これは私が以前勤めていた病院での話です。
当時私は放射線技師として働いていて、その日は遅出の勤務で夜遅くまで残っていたときでした。
技師室の扉は半透明になっていて、外からボンヤリ見える構造になっていました。
その日は緊急の患者さんも来なかったので定時で上がれるかな?と思ってるときに、外に人影が見えました。
時間外で来られる患者さんの中には連絡をしないで来る患者さんも多く、そういった患者さんはいざ病院に来たはいいもののどこに行けばいいかわからない方がほとんどでした。
今回もそういう患者さんかな?と思い、もう少しで帰れたのに…としぶしぶドアを開けて
「どうされました?」と声をかけました。
ドアの向こうにはいたって健康そうな若者が二人立っていて
「ここに田中(仮名)っている?」といきなり聞いてきました。
タメ口でなんだか横着な態度といきなりの質問に戸惑いながらも
「どういった用件ですか?」と聞くと
「だから田中っているでしょ?医者の。

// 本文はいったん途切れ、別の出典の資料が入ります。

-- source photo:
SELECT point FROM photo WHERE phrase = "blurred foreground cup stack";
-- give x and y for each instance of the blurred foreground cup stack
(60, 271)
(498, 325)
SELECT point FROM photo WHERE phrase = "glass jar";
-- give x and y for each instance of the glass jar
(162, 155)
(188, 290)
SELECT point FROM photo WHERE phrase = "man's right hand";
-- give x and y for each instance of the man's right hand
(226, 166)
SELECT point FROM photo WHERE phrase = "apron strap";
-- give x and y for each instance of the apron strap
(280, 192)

会わせてよ」と相変わらずのタメ口で聞いてきました。
たしかに田中先生はいるのですがもう帰ってしまっているので
「とりあえず用件をお聞きしてもいいですか?」と聞くと
「母親が今日診察を受けたんだけど、その先生の態度が酷かったと聞いた!謝れ!」ということでした。

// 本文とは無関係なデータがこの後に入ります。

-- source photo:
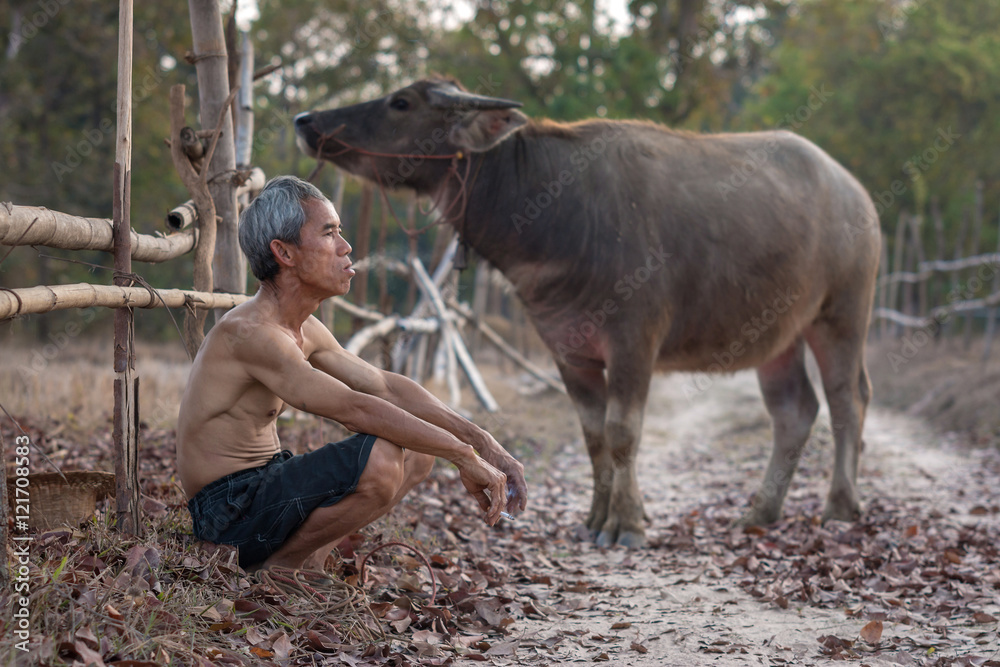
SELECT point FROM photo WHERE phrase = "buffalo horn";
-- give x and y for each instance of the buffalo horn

これはただの技師である自分がどうにか出来る話じゃないなと思い、幸い事務長がまだ残っていたので相談してみる事にしました。
相談していると看護師から救急車の連絡があり、若者は事務長に任せて私は救急車の対応に向かいました。
救急車の方は重症だったのですぐに検査に向かいました。
その日の当直はたまたま院長先生で、看護師達と一緒に患者さんを移動させるのを手伝ってくれてました。
すると若者達はそれを見かけると院長先生と知ってか知らずか
「あのー!話あるんすけど!」と明らかに邪魔になる位置から話しかけてきました。
さすがにイラッときた私が声をかけようとすると、私より先に院長先生が
「今はそれどころじゃないだろう!見てわからないのか!クレームならあとでいくらでも受け付ける!そこをどいてくれ!」と普段温厚な院長先生からは想像つかないような剣幕で一喝しました。
若者達はやっと事の重大さに気付いたのかすっかり萎縮してしまいました。
向こうの言い分もあるでしょうが、若者の態度が気に入らなかった私はスカッとした気分で仕事が出来ました。
ちなみに若者達の母親は軽い認知症の疑いがあるそうで、院長先生がその事も含めて丁寧に対応してくれました。
すっかりしおらしくなった若者達は
「お騒がせしてすいませんっした」と一礼して帰っていきました。
院長先生は
「あの子達の態度や行動はともかく、母親の事を想っての事だ。多目に見ようじゃあないか」といつもの笑顔で話してくれて、とても紳士的でした。